Vectorizing Loops with Control-Flow using the Vector API
Many algorithms require control-flow. As of JDK26, the HotSpot JVM does not auto vectorize loops with control-flow (other than the loop exit check). That will hopefully change in the future, but auto vectorization will always be limited. It is a pattern matching engine and can never cover all cases. That’s where the Vector API (JEP) comes to the rescue: it allows us to express vectorized computations directly in Java, and compiles down to fast SIMD vector instructions. In this blog post, we will look at some relatively simple but powerful and often used algorithms that contain control-flow in the loop iterations.

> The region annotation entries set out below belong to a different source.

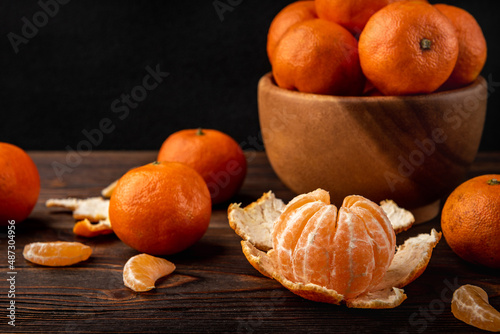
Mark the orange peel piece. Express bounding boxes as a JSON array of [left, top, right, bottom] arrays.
[[45, 197, 109, 222], [228, 191, 285, 251], [123, 254, 175, 292], [228, 192, 441, 309], [451, 284, 500, 332], [73, 219, 113, 238], [23, 241, 92, 267]]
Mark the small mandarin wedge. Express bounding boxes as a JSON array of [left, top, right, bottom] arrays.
[[228, 189, 441, 308], [123, 254, 175, 292]]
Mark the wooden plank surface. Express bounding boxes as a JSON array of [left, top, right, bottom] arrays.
[[0, 151, 500, 333]]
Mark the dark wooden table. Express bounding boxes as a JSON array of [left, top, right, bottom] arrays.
[[0, 151, 500, 333]]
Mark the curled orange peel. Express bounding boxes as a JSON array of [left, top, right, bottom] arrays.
[[73, 219, 113, 238], [228, 191, 441, 309]]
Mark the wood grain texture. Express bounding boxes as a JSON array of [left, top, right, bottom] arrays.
[[0, 152, 500, 333], [258, 73, 488, 210]]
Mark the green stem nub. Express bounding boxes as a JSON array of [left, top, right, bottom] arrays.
[[420, 38, 432, 51], [488, 179, 500, 186]]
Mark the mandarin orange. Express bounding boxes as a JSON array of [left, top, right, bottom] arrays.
[[272, 189, 396, 300], [267, 0, 318, 64], [109, 162, 211, 255], [315, 0, 427, 36], [0, 143, 40, 226], [434, 4, 487, 89], [441, 174, 500, 268], [157, 129, 247, 204], [359, 1, 459, 95], [272, 19, 364, 96]]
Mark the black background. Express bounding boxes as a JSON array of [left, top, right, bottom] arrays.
[[0, 0, 500, 151]]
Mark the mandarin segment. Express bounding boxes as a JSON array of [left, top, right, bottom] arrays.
[[23, 241, 92, 267], [375, 229, 441, 290], [451, 284, 500, 332], [123, 254, 175, 292]]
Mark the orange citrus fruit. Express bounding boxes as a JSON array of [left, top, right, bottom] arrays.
[[157, 129, 247, 204], [123, 254, 175, 292], [451, 284, 500, 332], [23, 241, 92, 267], [272, 19, 364, 96], [267, 0, 318, 64], [272, 189, 396, 299], [315, 0, 427, 35], [109, 162, 212, 255], [441, 174, 500, 268], [0, 143, 40, 226], [434, 4, 487, 89], [359, 1, 458, 95]]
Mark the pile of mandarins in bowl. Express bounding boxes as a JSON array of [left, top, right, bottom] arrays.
[[267, 0, 486, 96]]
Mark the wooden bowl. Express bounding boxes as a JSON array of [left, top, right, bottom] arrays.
[[258, 73, 488, 222]]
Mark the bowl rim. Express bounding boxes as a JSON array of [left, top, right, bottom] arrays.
[[259, 72, 487, 102]]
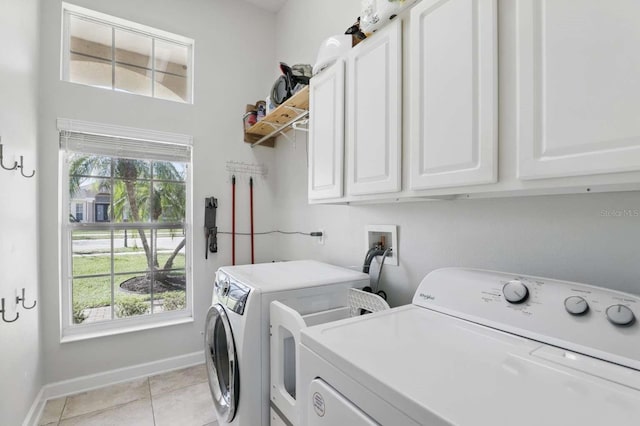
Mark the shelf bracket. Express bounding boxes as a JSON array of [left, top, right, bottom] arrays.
[[251, 110, 309, 148]]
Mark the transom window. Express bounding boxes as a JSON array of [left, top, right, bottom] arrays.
[[59, 120, 191, 335], [62, 3, 193, 103]]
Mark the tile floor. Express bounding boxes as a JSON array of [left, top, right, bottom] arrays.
[[38, 364, 218, 426]]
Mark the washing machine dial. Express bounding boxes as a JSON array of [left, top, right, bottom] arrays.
[[564, 296, 589, 316], [502, 280, 529, 304], [607, 305, 636, 327]]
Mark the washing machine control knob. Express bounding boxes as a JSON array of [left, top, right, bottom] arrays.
[[502, 280, 529, 304], [607, 305, 636, 327], [564, 296, 589, 316]]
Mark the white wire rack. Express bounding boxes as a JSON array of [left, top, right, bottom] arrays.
[[226, 160, 268, 178]]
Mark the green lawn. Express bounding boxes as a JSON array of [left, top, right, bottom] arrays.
[[73, 250, 185, 308]]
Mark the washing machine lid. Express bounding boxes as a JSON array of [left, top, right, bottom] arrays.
[[301, 306, 640, 426], [218, 260, 369, 293]]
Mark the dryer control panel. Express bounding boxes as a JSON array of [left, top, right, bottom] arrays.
[[413, 268, 640, 370], [213, 271, 251, 315]]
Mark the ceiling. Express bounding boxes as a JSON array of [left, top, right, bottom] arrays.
[[244, 0, 287, 12]]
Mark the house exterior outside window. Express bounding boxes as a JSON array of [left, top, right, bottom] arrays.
[[58, 119, 192, 341]]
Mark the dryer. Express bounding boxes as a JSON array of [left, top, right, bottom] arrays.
[[299, 268, 640, 426], [205, 260, 369, 426]]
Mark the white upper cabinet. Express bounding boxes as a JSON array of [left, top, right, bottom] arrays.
[[346, 19, 402, 195], [409, 0, 498, 190], [515, 0, 640, 179], [308, 59, 344, 200]]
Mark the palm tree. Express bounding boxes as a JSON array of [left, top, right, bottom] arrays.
[[69, 155, 186, 281]]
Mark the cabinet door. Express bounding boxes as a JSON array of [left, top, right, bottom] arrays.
[[309, 60, 344, 200], [347, 19, 402, 195], [409, 0, 498, 190], [516, 0, 640, 179]]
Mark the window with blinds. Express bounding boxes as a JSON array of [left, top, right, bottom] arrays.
[[59, 121, 191, 338], [62, 3, 194, 103]]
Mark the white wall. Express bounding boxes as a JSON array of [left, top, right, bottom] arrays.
[[276, 0, 640, 304], [38, 0, 275, 383], [0, 0, 43, 425]]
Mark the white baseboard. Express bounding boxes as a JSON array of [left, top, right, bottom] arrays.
[[22, 351, 204, 426], [22, 386, 47, 426]]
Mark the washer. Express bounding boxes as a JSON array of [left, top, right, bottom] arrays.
[[205, 260, 369, 426], [300, 268, 640, 426]]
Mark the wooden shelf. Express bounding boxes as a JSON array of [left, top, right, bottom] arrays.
[[244, 86, 309, 147]]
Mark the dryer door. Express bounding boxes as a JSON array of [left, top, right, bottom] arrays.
[[204, 303, 240, 423]]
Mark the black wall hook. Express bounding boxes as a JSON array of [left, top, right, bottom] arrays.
[[16, 288, 37, 309], [0, 142, 18, 170], [0, 297, 20, 322]]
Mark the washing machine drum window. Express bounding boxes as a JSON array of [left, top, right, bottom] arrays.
[[204, 304, 240, 422]]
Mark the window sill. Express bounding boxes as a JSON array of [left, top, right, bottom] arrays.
[[60, 314, 194, 343]]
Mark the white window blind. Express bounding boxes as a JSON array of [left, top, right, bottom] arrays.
[[60, 130, 191, 163]]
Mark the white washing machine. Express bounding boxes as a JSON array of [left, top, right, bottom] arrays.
[[205, 260, 369, 426], [299, 269, 640, 426]]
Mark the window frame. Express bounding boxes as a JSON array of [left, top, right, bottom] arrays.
[[60, 2, 195, 105], [57, 118, 194, 343]]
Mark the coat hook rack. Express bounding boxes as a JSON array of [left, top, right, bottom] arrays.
[[0, 138, 18, 170], [16, 288, 37, 309], [0, 297, 20, 322], [18, 155, 36, 178], [0, 137, 36, 178]]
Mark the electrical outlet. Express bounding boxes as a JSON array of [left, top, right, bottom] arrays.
[[365, 225, 399, 266]]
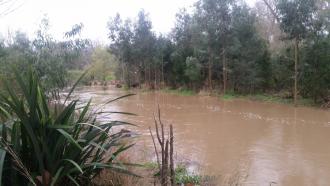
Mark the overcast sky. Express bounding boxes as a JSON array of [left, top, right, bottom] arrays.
[[0, 0, 255, 43]]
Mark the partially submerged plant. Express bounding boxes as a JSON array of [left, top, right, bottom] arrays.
[[0, 70, 137, 186]]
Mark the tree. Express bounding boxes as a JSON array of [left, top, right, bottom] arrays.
[[276, 0, 316, 105], [196, 0, 234, 93], [184, 57, 202, 88], [108, 14, 134, 87]]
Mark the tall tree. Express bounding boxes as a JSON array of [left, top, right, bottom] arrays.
[[276, 0, 316, 105], [196, 0, 233, 93]]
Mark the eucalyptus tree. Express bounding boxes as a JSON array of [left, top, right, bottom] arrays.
[[195, 0, 234, 93], [166, 9, 194, 86], [228, 4, 271, 93], [133, 10, 157, 86], [276, 0, 316, 105], [108, 14, 134, 86]]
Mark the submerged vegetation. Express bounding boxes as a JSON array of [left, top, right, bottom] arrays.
[[0, 0, 330, 186]]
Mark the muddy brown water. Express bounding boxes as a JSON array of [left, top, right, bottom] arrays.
[[77, 87, 330, 186]]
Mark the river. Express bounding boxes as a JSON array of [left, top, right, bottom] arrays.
[[77, 87, 330, 186]]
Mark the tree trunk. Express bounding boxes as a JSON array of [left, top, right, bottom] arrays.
[[162, 56, 165, 88], [208, 48, 212, 92], [222, 48, 227, 94], [293, 38, 298, 106]]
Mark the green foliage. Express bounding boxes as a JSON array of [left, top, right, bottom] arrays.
[[174, 165, 202, 185], [0, 71, 132, 185], [162, 89, 196, 96], [88, 47, 118, 82], [301, 36, 330, 103], [276, 0, 316, 40], [184, 57, 202, 82]]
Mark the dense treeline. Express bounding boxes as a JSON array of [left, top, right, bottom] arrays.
[[108, 0, 330, 105], [0, 18, 91, 94], [0, 0, 330, 103]]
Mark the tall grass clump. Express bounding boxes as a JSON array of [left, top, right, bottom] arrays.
[[0, 70, 137, 186]]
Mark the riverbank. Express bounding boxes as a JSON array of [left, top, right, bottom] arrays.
[[135, 88, 328, 109], [73, 87, 330, 185]]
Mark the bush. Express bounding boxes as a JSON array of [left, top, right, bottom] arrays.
[[0, 71, 132, 185]]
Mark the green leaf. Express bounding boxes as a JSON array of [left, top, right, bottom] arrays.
[[57, 129, 82, 150], [63, 159, 84, 174], [0, 149, 6, 186]]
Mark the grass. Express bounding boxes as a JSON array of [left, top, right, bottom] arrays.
[[161, 89, 196, 96], [174, 164, 202, 185], [0, 70, 137, 186], [220, 92, 319, 107]]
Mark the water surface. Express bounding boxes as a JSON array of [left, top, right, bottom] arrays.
[[78, 87, 330, 185]]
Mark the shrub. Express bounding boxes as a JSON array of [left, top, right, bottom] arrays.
[[0, 71, 132, 185]]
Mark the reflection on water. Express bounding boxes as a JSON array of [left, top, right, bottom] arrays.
[[74, 87, 330, 185]]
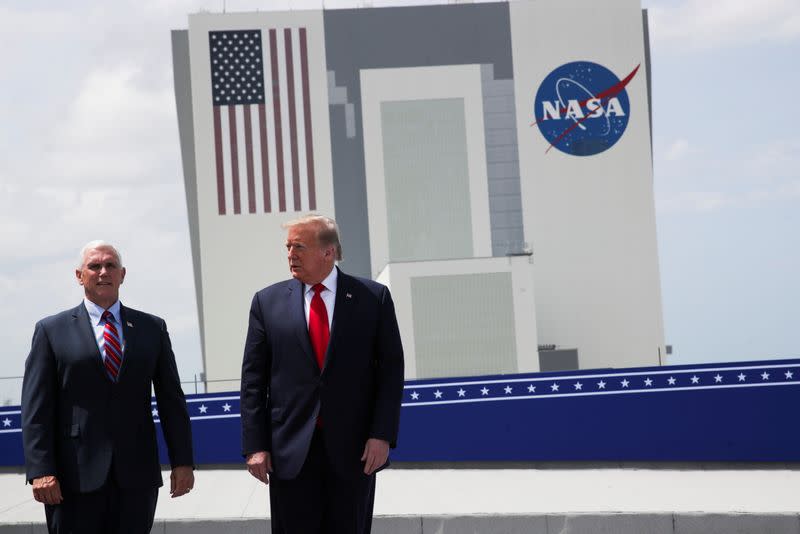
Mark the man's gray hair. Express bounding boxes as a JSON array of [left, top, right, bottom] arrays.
[[78, 239, 122, 269], [281, 213, 342, 261]]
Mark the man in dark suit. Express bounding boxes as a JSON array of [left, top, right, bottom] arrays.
[[241, 215, 403, 534], [22, 241, 194, 534]]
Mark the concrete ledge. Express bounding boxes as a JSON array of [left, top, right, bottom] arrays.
[[0, 513, 800, 534]]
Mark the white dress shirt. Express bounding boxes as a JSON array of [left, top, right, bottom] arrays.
[[303, 267, 339, 331], [83, 297, 125, 354]]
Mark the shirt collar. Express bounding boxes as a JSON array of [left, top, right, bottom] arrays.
[[303, 266, 339, 293], [83, 297, 122, 325]]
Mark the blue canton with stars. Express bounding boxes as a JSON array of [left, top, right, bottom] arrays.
[[208, 30, 264, 106], [403, 364, 800, 406]]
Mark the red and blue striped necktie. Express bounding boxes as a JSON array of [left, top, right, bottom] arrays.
[[102, 310, 122, 382]]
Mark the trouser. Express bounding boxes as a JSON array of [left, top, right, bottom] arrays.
[[44, 476, 158, 534]]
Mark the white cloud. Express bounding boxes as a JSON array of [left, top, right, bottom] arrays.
[[15, 64, 178, 185], [645, 0, 800, 51], [664, 139, 689, 161]]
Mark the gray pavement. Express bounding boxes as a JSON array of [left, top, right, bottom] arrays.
[[0, 465, 800, 534]]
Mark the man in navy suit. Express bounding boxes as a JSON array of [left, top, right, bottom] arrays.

For this blog post, I assume you are familiar with the basics of vectorization in Java (auto vectorization, vectorized intrinsics and the Vector API). Otherwise, please read this and this.
The benchmarks for all the algorithms can be found in the OpenJDK repository.
For each algorithm, we first consider the scalar reference implementation,
and then look at one or more optimized implementations that use the Vector API.
All of the benchmarks use arrays with 10000 elements.
Note that all the performance numbers are generated with JDK26, and a later JDK version may produce different (hopefully better!) results.
Algorithm 1: lowerCase
This first example is inspired by
String::toLowerCase:
it converts all characters to lower case.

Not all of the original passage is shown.